CS计算机代考程序代写 data science deep learning information theory case study AWS AI algorithm A Glimpse of NLP in

A Glimpse of NLP in
Industry

Bo HAN (bo.a. .au)
24/05/2021

mailto:bo.a. .au

Outline
● My Journey & motivations (5 mins)
● Use Case: Geolocation Prediction (20 mins)
● Academia and Industry comparisons (5 mins)
● NLP landscape in industry applications (10 mins)
● Mindset for Industry (10 mins)
● Questions and Answers (10 mins)

My Journey with NLP
Industry Research Institutions: Microsoft Research Asia (2007-2009), IBM Research
Australia (2014-2016)

Universities: University of Melbourne/NICTA (2010-2014)

Professional Firms: Start-up (2016-2017), Kaplan (2017-2018), Accenture (2018-now)

Why should I care NLP/ML in industry?

ML and NLP Publications in 2020

Papers per organisations (2012-2020) Papers per country/region (2020)
(Australia ranked 6th)

Why should I care NLP/ML in industry?

Pictures are from Google Image Search with URL embedded

Case study:
Geolocation
Prediction

Game time: Can you guess the city?

Text-based Geolocation Prediction
Assign a unambiguous geographical location to a piece of text

Input: text data, e.g. an English tweet

Output: one of metro cities across the world, e.g. London, Sydney, New York

Task: A multi-class classification task

Hypothesis: Words carry varying amount of
geolocation information

● Gazetted terms: Australia, Canada, London, Seattle,
● Local sports: hockey, footy, cricket
● Dialectal words: arvo, yinz, howdy
● Geo entities: tube, tram, skyscraper, ferry

Local Words: yinz

Somewhat Local Words: ferry

Common Words: today

Geolocation
Prediction from
Academia View

A Text-based Geo Prediction Framework

Text-based Geo Prediction (Academia)
Q: How to find Location Indicative Words? (LIW)

Q: How to measure model prediction accuracy? (Evaluation)

Q: What are suitable classifiers for this multi-classification? (ML Model)

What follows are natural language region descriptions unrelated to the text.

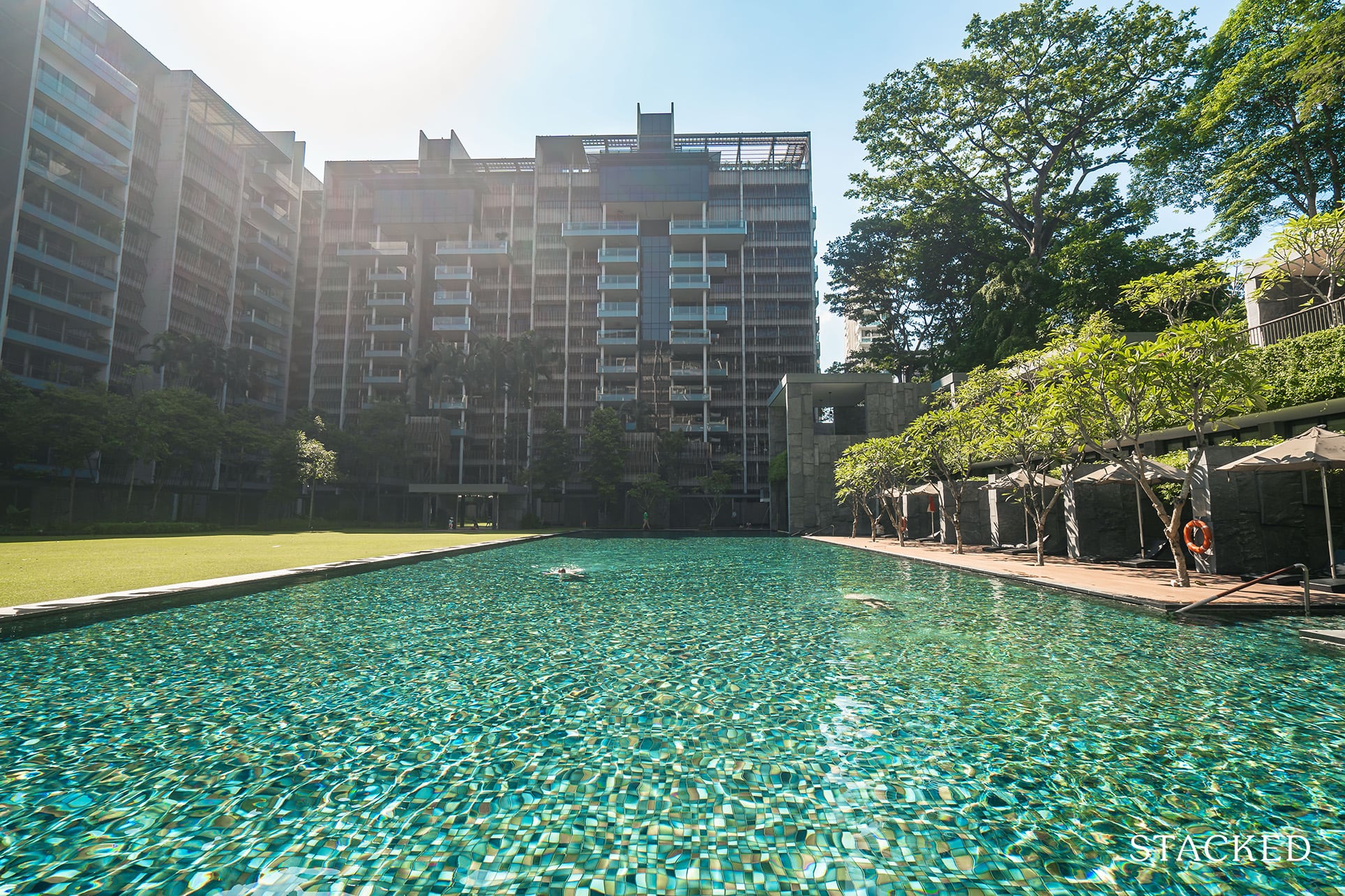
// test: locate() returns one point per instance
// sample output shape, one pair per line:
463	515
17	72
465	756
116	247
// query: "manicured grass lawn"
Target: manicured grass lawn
45	568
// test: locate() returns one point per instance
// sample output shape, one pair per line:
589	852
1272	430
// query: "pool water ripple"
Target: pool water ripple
700	716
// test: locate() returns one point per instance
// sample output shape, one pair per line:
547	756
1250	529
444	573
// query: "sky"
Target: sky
356	84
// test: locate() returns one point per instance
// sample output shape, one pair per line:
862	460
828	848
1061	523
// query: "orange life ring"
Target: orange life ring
1207	536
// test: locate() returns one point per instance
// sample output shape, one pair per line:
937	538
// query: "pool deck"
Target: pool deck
1142	589
78	611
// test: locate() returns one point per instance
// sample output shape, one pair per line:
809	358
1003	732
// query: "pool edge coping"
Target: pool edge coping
78	611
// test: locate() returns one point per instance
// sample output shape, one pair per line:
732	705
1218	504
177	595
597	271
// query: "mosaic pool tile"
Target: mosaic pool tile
698	716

Q: How does input size (i.e. amount of text data) affect the accuracy? (Data)

Q: Will my prediction model accuracy decrease over time? (Generalisation)

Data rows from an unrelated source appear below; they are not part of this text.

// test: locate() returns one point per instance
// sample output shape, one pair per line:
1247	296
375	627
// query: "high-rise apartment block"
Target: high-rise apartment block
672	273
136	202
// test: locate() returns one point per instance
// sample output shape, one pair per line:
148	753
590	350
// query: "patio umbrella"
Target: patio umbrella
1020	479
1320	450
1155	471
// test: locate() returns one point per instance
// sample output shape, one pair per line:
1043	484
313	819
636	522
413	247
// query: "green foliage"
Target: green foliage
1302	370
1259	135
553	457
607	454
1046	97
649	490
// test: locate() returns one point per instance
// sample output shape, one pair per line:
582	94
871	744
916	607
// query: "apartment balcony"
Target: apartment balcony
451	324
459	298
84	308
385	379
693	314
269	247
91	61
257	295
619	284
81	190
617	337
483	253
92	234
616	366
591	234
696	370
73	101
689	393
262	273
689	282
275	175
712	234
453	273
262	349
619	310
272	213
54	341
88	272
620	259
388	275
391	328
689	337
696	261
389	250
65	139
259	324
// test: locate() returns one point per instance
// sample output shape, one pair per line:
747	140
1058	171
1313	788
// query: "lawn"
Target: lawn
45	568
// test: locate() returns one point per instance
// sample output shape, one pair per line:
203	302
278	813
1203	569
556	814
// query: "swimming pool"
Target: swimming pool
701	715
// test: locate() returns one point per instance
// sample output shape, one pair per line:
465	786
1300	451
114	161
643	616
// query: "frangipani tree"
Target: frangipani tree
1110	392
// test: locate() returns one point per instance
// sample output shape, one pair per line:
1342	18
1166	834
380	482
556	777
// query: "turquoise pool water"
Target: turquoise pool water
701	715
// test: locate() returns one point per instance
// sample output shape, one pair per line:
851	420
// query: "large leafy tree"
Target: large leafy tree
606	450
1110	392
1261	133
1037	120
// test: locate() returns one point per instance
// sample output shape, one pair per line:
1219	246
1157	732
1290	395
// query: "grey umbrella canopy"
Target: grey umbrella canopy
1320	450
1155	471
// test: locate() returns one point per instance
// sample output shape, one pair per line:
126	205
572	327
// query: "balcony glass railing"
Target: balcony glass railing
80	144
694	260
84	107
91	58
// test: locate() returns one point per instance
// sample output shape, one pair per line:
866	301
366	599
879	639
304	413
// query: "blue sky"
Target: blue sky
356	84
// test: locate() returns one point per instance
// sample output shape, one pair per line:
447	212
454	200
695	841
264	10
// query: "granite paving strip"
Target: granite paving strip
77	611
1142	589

Q: Will language, metadata, text-derived network relations affect model accuracy?
(NLP)

LIW

Data ML Model

Generalisation

(NLP)

Evaluation

Geo Prediction

Data Model

Ensemble LearningClassifiersMeta dataText data

GenerativeDeep LearningNon-EnglishEnglish Discriminative

BayesNewsBlogsTweet Gaussian Mixture Logistic Regression

Taxonomy
Example

Geo Prediction

Data Model

Ensemble LearningClassifiersMeta dataText data

GenerativeDeep LearningNon-EnglishEnglish Discriminative

BayesNewsBlogsTweet Gaussian Mixture Logistic Regression

EACL 2021: Social Media Variety Geolocation with geoBERT
EMNLP 2019: A Hierarchical Location Prediction Neural Network for Twitter User Geolocation
EMNLP 2017: Continuous Representation of Location for Geolocation and Lexical Dialectology
using Mixture Density Networks

Recent
Progress

Geo Prediction

Data Model

Business
Integrations

Operations

…… …

Uncharted

Cost …

Geolocation
Prediction from
Industry View

Text-based Geo Prediction (Industry App)
Q: How to find Location Indicative Words? (LIW)

Q: How to measure model prediction accuracy? (Evaluation)

Q: What are suitable classifiers for this multi-classification? (ML Model)

Q: How does input size (i.e. amount of text data) affect the accuracy? (Data)

Q: Will my prediction model accuracy decrease over time? (Generalisation)

Q: Will language, metadata, text-derived network relations affect model accuracy?
(NLP)

Text-based Geo Prediction (Industry App)
Q: How to measure model prediction accuracy? (Evaluation)

Q: Will my prediction model accuracy decrease over time? (Generalisation)

Q: What business service/product can leverage this service? (Utility)

Q: What is the throughput of this deployed service? (Performance)

Q: What are ethics/data privacy/… risks? (Risk)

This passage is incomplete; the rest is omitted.